Come scienza, la musica viene da molti accostata alla medicina: il medico, oltre che della terapia del corpo, si deve occupare anche dell’equilibrio spirituale del paziente, e da qui ha origine la trasposizione più interessante, nel pensiero umanistico, della musica humana di Boezio. « Medicina sanat animam per corpus, musica autem corpus per animam » è un pensiero di Giovanni Pico della Mirandola. E Marsilio Ficino: « La prima musica consiste ne la ragione, la seconda è posta nella fantasia, la terza sta ne le parole, la quale séguita il canto: il canto è seguitato dal moto delle dita nel suono: il suono è poi medesimamente seguitato dal moto di tutto il corpo, ouero nel ballare, ouero ne l’esercitarsi, sì che noi possiamo uedere che la musica dello animo di grado in grado discende et si conduce a tutte le membra del corpo la quale anchora gl’oratori, i poeti, i dipintori, gli scultori, gl’architettori ne l’opere loro vanno imitando; essendo dunque tanta similitudine tra la musica de l’animo e del corpo, che maraviglia è se un medesimo huomo cerca di temprar così il corpo come l’animo… »

Da ora in avanti, mentre si accresce in modo considerevole l’importanza che viene attribuita all’attività compositiva, si tenderà a considerare il fenomeno acustico strettamente connesso ai suoi riflessi psicologici, non più sotto l’aspetto metafisico bensì con atteggiamento naturalistico. La musica verrà allora sovente paragonata alle altre arti, e in particolare all’architettura — con chiaro riferimento alla complessità della costruzione musicale — e alla pittura. Leonardo da Vinci definisce la musica « sorella della pittura » in quanto figurazione dell’invisibile:

« La musica non è da essere chiamata altro che sorella della pittura, conciossiaché essa è subietto dell’udito, secondo senso all’occhio, e compone armonia con la congiunzione delle sue parti proporzionali operate nel medesimo tempo, costrette a nascere e morire in uno o piú tempi armonici, i quali tempi circondano la proporzionalità de’ membri di che tale armonia si compone, non altrimenti che faccia la linea circonferenziale per le membra di che si genera la bellezza umana. Ma la pittura eccelle e signoreggia la musica perché essa non muore immediate dopo la sua creazione, come fa la sventurata musica, anzi, resta in essere, e ti si dimostra in vita quel che in fatto è una sola superficie.
[…]
« E benché la poesia entri pel senso dell’udito alla sede del giudizio siccome la musica, esso poeta non può descrivere l’armonia della musica perché non ha potestà in un medesimo tempo di dire diverse cose, come la proporzionalità armonica della pittura composta di diverse membra in un medesimo tempo, la dolcezza delle quali sono giudicate in un medesimo tempo cosí in comune, come in particolare. In comune, in quanto all’intento del composto; in particolare in quanto all’intento de’ componenti, di che si compone esso tutto. E per questo il poeta resta, in quanto alla figurazione delle cose corporee, molto indietro al pittore, e delle cose invisibili rimane indietro al musico. » (Trattato della pittura I, 25 e 28).
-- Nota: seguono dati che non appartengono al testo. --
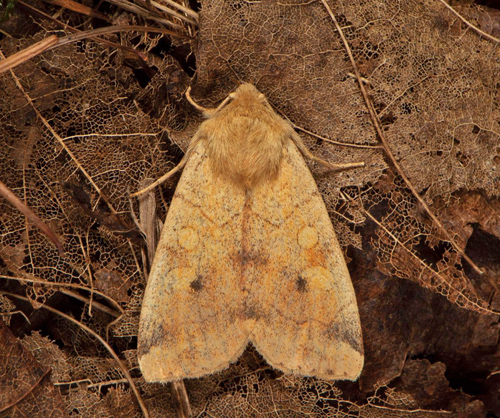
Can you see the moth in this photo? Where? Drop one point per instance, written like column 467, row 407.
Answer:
column 248, row 254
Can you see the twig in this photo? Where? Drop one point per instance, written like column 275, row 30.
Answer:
column 470, row 25
column 61, row 141
column 389, row 153
column 101, row 340
column 26, row 54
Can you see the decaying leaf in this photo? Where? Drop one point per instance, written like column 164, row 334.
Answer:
column 82, row 126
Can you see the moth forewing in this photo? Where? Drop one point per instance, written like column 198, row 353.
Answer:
column 248, row 253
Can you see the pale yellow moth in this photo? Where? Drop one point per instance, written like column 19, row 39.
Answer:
column 248, row 254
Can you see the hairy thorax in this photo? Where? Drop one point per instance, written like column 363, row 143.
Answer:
column 244, row 140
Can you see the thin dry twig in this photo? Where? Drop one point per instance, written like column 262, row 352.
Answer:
column 390, row 155
column 470, row 25
column 69, row 285
column 61, row 141
column 102, row 341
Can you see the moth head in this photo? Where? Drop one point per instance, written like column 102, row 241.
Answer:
column 247, row 94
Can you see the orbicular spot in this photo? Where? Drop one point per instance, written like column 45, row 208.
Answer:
column 301, row 284
column 320, row 284
column 197, row 285
column 308, row 237
column 188, row 238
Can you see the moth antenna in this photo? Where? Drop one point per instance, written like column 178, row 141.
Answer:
column 207, row 112
column 174, row 170
column 308, row 154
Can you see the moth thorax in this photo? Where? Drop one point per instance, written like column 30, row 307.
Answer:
column 247, row 154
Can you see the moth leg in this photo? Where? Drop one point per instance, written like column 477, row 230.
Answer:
column 308, row 154
column 174, row 170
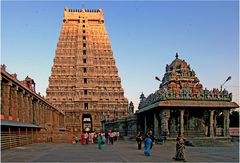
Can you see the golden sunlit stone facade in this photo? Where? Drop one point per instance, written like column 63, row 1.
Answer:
column 84, row 82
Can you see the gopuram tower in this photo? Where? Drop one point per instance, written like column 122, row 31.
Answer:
column 84, row 81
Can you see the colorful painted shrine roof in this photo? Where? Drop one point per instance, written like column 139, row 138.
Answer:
column 181, row 83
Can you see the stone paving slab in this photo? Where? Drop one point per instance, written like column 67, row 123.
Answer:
column 121, row 151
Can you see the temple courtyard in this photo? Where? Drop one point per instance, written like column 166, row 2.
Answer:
column 121, row 151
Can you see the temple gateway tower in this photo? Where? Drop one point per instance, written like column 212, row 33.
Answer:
column 84, row 81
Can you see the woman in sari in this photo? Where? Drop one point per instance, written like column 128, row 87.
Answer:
column 99, row 141
column 180, row 149
column 147, row 142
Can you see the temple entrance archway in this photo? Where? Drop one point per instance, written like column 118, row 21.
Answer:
column 87, row 122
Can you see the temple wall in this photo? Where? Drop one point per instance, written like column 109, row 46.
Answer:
column 21, row 104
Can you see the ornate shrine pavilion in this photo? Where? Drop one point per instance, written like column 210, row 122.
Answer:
column 181, row 105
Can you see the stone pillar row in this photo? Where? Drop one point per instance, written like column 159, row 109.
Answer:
column 19, row 105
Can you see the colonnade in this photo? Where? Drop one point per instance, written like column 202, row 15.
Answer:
column 161, row 125
column 21, row 104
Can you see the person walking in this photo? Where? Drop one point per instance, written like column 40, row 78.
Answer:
column 106, row 137
column 139, row 140
column 82, row 138
column 99, row 139
column 147, row 142
column 180, row 149
column 111, row 137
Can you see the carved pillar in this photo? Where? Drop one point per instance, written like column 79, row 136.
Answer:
column 145, row 123
column 30, row 102
column 164, row 117
column 211, row 123
column 7, row 100
column 181, row 122
column 21, row 107
column 16, row 104
column 226, row 123
column 156, row 124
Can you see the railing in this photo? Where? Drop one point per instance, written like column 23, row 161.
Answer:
column 10, row 139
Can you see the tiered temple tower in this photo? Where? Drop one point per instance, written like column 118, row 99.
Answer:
column 84, row 82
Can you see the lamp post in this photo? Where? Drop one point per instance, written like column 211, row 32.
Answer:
column 229, row 78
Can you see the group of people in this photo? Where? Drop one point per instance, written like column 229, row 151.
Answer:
column 149, row 141
column 100, row 138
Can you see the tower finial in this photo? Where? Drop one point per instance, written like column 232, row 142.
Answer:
column 176, row 55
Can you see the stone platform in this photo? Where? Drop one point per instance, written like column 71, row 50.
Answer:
column 121, row 151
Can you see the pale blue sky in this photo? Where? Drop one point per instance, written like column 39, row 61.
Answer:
column 144, row 36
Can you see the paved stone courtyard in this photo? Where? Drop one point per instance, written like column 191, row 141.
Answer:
column 121, row 151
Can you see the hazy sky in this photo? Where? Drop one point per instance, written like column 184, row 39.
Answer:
column 144, row 36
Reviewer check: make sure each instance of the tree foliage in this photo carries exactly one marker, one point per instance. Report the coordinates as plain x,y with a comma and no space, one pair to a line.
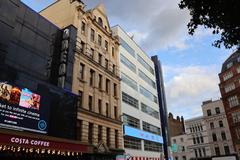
222,16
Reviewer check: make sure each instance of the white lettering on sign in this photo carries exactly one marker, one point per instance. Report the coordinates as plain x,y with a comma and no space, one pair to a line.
66,33
30,142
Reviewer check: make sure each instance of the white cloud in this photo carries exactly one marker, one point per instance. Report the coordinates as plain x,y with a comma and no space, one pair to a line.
139,37
189,87
158,24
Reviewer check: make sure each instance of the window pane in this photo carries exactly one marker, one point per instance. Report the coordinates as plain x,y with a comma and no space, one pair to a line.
145,64
146,79
127,63
150,111
148,94
130,82
127,47
129,100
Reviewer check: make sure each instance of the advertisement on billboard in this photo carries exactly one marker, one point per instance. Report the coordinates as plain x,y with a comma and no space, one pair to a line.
133,132
20,109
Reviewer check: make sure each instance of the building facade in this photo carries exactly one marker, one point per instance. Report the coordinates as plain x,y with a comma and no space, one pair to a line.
175,126
38,119
219,136
95,76
179,147
140,110
198,145
229,87
162,104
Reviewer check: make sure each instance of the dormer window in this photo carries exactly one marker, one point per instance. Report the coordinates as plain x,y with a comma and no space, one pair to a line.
229,65
100,21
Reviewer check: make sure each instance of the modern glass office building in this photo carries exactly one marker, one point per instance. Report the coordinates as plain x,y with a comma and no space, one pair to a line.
139,102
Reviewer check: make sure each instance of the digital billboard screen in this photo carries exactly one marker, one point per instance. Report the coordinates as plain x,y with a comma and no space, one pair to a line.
21,109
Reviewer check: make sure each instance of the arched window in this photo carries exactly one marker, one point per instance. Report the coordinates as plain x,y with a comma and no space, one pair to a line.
223,136
100,21
214,137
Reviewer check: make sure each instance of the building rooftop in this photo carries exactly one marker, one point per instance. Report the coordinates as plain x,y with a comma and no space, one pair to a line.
232,60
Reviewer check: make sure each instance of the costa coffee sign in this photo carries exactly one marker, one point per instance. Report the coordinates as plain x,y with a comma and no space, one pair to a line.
27,141
24,141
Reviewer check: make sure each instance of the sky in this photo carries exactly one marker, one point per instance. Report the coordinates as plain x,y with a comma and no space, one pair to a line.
190,63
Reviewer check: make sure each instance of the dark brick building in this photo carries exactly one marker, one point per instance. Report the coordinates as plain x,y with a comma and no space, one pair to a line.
230,91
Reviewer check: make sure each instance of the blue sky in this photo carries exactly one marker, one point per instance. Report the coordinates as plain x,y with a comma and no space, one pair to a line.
190,63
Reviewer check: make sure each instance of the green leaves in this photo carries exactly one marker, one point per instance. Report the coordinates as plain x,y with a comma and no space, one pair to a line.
223,16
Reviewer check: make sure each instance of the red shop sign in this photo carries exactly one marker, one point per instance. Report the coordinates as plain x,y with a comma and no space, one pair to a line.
41,143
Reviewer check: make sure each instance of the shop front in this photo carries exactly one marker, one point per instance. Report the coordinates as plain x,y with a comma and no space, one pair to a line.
25,145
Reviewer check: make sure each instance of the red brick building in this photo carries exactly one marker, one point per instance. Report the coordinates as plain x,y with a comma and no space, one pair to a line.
230,91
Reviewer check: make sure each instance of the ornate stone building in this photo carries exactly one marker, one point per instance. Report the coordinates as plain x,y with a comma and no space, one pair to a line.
229,87
95,73
219,135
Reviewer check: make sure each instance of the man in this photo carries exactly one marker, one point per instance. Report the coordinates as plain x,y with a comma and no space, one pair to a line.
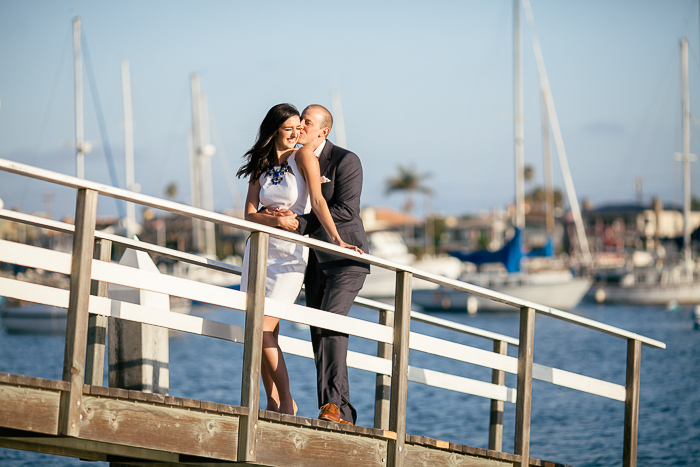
332,282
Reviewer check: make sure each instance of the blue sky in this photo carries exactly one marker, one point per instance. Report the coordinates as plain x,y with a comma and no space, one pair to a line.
427,84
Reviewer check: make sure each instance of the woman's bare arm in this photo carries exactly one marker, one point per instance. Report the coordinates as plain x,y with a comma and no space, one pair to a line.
252,202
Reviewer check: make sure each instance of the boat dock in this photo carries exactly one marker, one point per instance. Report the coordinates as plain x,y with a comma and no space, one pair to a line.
77,416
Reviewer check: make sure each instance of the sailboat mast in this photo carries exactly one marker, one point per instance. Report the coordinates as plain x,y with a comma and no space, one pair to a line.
339,122
78,67
548,176
128,147
196,147
558,139
519,125
686,158
206,185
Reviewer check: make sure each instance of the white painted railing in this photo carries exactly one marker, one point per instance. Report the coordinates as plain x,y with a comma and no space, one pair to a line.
394,341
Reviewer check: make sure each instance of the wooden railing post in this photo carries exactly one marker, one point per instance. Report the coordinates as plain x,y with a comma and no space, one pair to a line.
523,403
634,361
252,349
97,324
399,368
383,389
496,423
77,320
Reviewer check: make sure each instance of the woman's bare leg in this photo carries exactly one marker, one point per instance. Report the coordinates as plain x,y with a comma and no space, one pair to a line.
273,398
273,363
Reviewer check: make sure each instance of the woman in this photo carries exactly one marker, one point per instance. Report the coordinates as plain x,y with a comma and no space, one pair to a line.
281,177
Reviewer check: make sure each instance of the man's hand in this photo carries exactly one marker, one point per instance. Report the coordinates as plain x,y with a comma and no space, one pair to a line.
277,212
288,222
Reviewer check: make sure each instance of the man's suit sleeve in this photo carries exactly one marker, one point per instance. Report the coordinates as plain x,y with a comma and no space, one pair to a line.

Nota. L’idea di compilare un’antologia di definizioni e pensieri vari sulla musica ricavandoli da trattati medievali nacque nel 1978 a seguito di un’amichevole ma assai proficua chiacchierata con don Piero Damilano, all’epoca docente di filologia musicale presso la Facoltà di lettere dell’Università di Torino; ricordo con riconoscenza il prof. Damilano, del quale avevo seguito con grande interesse un corso monografico sull’arte dei trovatori.